Byline: Vicki M. Young

NEW YORK — Jones Apparel Group Inc. Wednesday said it expects to exceed previous first-quarter earnings per share guidance of 62 cents to 64 cents, but did not elaborate by how much.
The company, however, did quantify after-tax charges of 14 cents per share for contract obligations arising under certain employment contracts, including those for former president Jackwyn Nemerov and 10 cents per share due to a change in accounting for the non-cash write-down of trademarks.
Jones also announced that Irwin Samelman, vice chairman and director, will retire on April 30.
Research report updates by Wall Street analysts covering the firm indicated that the improvement in EPS is likely driven by better than expected results in Nine West footwear, the Lauren by Ralph Lauren line and Polo Jeans. Those gains are offsetting trouble spots in the weak career business category and sales in the department store channel.
According to the apparel firm, the contractual obligations under employment contracts are primarily for Nemerov and Samelman. Both have relinquished their seats on the board.
The charges under these contracts, to be recorded in selling, general and administrative expenses, are pre-tax amounts totaling $18.7 million for salary and bonus obligations and $10.8 million for non-cash stock option compensation expense from the vesting of outstanding stock options and restricted stock.
Jones said that the pre-tax amount also includes $2 million in connection with certain obligations under the employment agreement that the company entered into with Peter Boneparth when it acquired McNaughton Apparel Group Inc. in 2001. Those obligations were satisfied in March 2002 when Boneparth was named president and designated chief executive officer starting on May 22, 2002.
Jones said nothing Wednesday in connection with its $300,000 settlement of Federal Trade Commission charges a day earlier.

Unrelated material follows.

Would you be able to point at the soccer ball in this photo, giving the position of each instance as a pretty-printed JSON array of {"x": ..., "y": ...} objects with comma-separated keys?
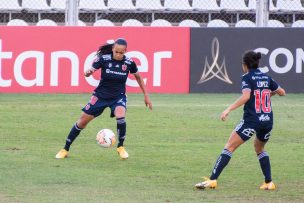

The sanction was for providing incorrect cleaning directions on some of its garments.
However, an alert issued Tuesday by Todd Slater, analyst at Lazard Freres, indicated the FTC “event was accounted for in the [fourth quarter of 2001 and] there will be no negative financial impact on future quarters.”
The firm said it will announce first-quarter earnings on April 30.
In a statement, Sidney Kimmel, chairman, thanked Samelman “for his major contribution to the growth and development of the Company over his 11 year tenure.”
“We certainly will miss him and wish him the best for the future,” Kimmel said.
In other news, Kenneth Cole Productions Inc. expects to spend $10 million to open or expand eight to 10 stores this year, a drop of 5.6 percent from last year, according to a Securities and Exchange commission filing.
The firm also plans to increase its retail square footage by 15 percent. Plans for the year include the opening or expansion of three to four retail sites and six outlet locations.